2. Tilly and the Wall, Wild Like Children (Team Love)

The revolution starts here, with gentle songs of love and late-night partying. Tilly and the Wall are romantic rebels with tap shoes and tambourines, singing at the top of their lungs to anyone and everyone about how love and unbridled creativity are going to change this fucked-up world.

3. Monk Hughes and the Outer Realm, Tribute to Brother Weldon (Stones Throw)

Outside of catching up with old Miles Davis and John Coltrane albums, my favorite jazz listening experience this year was this one, wherein hip-hop producer Madlib created an imaginary jazz group for the purposes of celebrating the life and work of one of his jazz heroes, Weldon Irvine. In the process he makes a sprawling, free-wheeling jazz-funk-soul hybrid that's adventurous and lovely.

4. Pants Yell!, Songs for Siblings (Asaurus)

Musical short stories played in a carefree way but with a cloud of melancholy overhead. The Boston-based pop trio Pants Yell! has a sound that's exuberant, with a Jonathan Richman/campfire songs sparseness, but also heartfelt and serious. Their Songs for Siblings is fun but grounded, child-like creativity wedded to adult heartbreak.

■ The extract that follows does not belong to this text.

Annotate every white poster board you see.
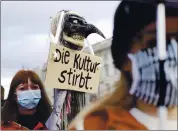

5. Graves, Yes Yes Okay Okay (Hush)

Low-key and pretty is the way, with the melodic, vaguely rustic bedroom-pop songs on Graves' second album Yes Yes Okay Okay. Sometimes surreal, sometimes confessional, often joking around, Graves' music makes you feel like you're half-asleep but happy about it, with a friendly jester humming alternate-reality radio hits into your ear.

6. Namelessnumberheadman, Your Voice Repeating (The Record Machine)

On their second full-length, Kansas City's Namelessnumberheadman further integrate their twin interests in sci-fi electronics and down-home intimate folk ballads until they are one creature, a new style of grounded but future-bound pop. Your Voice Repeating is one of the more invigorating releases of the year in terms of atmosphere and style, but it's also heartfelt and genuine.

7. Mirah, C'mon Miracle (K)

Mirah's C'mon Miracle is protest music that doesn't feel like protest music. It isn't strident, simplistic, or preachy, but rather rooted in real human feeling as well as an impeccable sense for pop melody. These are gorgeous, perfectly written songs that in their musical sensitivity and complexity also contain a caring for humanity and a desire to make the world a more just, peaceful place. Musically the album subtly pulls in strains of folk music from across the globe to meet not only catchy pop melodies and simply strummed guitar but also graceful strings and piano. And Mirah's voice is more devastatingly perfect than ever - if you're ever going to believe that a singer can change a mind simply through the force of her voice, now is the time.

8. Masta Killa, No Said Date (Nature Sounds)

11 years and countless Clan-member albums after Enter the Wu-Tang, Masta Killa finally releases his first solo album, and it's dynamite - for my money easily the best hip-hop album of the year. No Said Date both hearkens back to the gritty feeling of early Wu-Tang and updates it, making it sound fresher than ever. Masta Killa stands with the GZA and Inspectah Deck as the Wu-Tang Clan's purest MCs, the ones that get right down to business and blow you away with their sheer skill and effortless style.

9. Harper Lee, All Things Can Be Mended (Matinee)

Deep, all-consuming sadness is a timeless subject for songs, and one that All Things Can Be Mended captures vividly. This is one of the saddest albums you'll hear – the basic sentiment is 'every heart was made to be broken' – yet it's also an absolutely exquisite work of pop songwriting, with amazing melodies and a heightened sense of atmosphere. It's hard to tap into dark feelings in a way that feels this honest and this real, especially within melodies that are perfect enough to be life-affirming.

10. Rjd2, Since We Last Spoke (Definitive Jux)

Rjd2's Deadringer was a juggernaut of a funk-soul-hiphop album, one that felt both futuristic and old-school. Since We Last Spoke starts from the same point but then explodes in numerous directions. It's a complicated sprawl, one that brings rock into the mix while diving even deeper into soul. Since We Last Spoke might not sound like hip-hop to the person on the street, but Rj isn't abandoning hip-hop, he's expanding it.